Au championnat du monde de décorticage de la crevette délocalisée


paru dans CQFD n°168 (septembre 2018), par Julien Brygo, illustré par
mis en ligne le 11/12/2018 - commentaires

Combats de coqs, concours d’épluchage de pommes de terre ou trophées d’empiffrage de plats caloriques : le département du Nord est friand de compétitions stimulantes et innovantes. Parmi elles, une course de vitesse méconnue – le championnat du monde de décorticage de crevettes grises. Mais derrière cette épreuve hautement sportive se cachent des intérêts un peu moins pittoresques.

Photo Julien Brygo {JPEG}

***

« Allez Nath, future championnedu monde ! »  ; « Go Muriel !C’est l’année du changement »  ; « Allez Martine ! Tous pour un, tous pour Martine !  » Il est 11 h 30 ce dimanche 5 août et la pression vient de monter d’un cran sous le chapiteau de Leffrinckoucke. Le pistolet de la seconde manche claque d’un coup sec, libérant une odeur de soufre qui se marie aux acides disséminés sur les crevettes et la citronnelle des rince-doigts. Aussitôt, quarante paires de mains s’agitent devant des barquettes remplies de crevettes grises. Comme chaque année depuis 2005, la petite cité côtière du pays dunkerquois organise l’un des tournois majeurs du circuit des sports de vitesse : le championnat du monde de décorticage de crevettes grises.

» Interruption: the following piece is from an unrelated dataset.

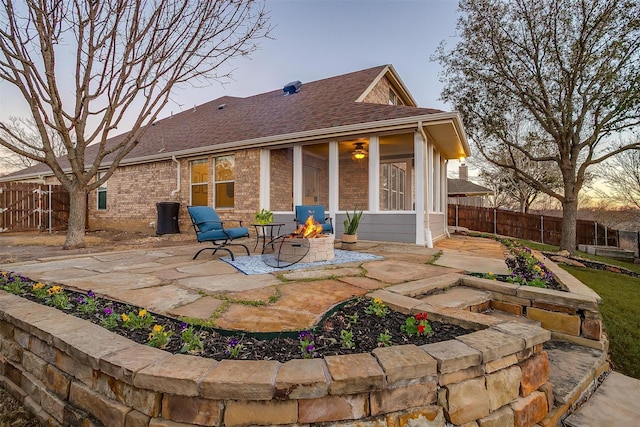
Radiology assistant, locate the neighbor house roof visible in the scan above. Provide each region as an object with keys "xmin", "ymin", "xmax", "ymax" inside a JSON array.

Le but de la manœuvre est simple : dépiauter proprement et en dix minutes chrono une montagne de ces minuscules crustacés à la couleur garantie locale. Pour l’autochtone, la crevette grise se pêche juste en face, à marée basse, avec un bon filet à planche, en ratissant le fond du sable aussi profondément que possible. « C’est le seul championnat du monde où il n’y a rien à gagner ! », lance le speaker sous les acclamations des quelque 250 membres du public. « C’est incroyable de voir le nombre de femmes présentes. En fait, le décorticage, c’est surtout un truc de femmes !  », s’esbaudit le commentateur. En fait.

« C’est clair, ironise le dossard 43, Maryse. À la maison, c’est nous, les femmes, qui faisons tout le boulot. Alors les crevettes, c’est à nous de les décortiquer aussi. » Nicole Vanzinghel le sait bien, elle qui a brodé dix crevettes couleur or sur son polo bleu de compétition. Soit le nombre de titres accumulés en quatorze participations. «  Je suis avant tout une mère de six enfants. Pour les élever, il faut tout faire très vite et très bien. Et puis, je suis hyper nerveuse.  »

Cette année, 86 femmes et 34 hommes concourent pour le titre. Mais en réalité, les mâles rechignent à la tâche et n’hésitent pas, pour certains, à dévorer les crevettes au plus fort de l’épreuve. Tandis que les femmes, elles, s’astreignent à la répétition du même geste avec constance, force et précision. La championne du monde de la discipline, Nicole Vanzinghel, affiche un record de 188 grammes de chair, soit environ 600 grammes de crevettes entières en dix minutes ! Cette bénévole associative collectionne également le titre de championne du monde d’épluchage de patates au couteau et celui de vice-championne d’écossage de haricots blancs. Allez-y, vous, pour trouver un champion du monde de basket qui le serait aussi de rugby et de foot ! La légende se tient là, devant nous, en position de combat. Mais reste simple, accessible, pas hautaine pour un sou.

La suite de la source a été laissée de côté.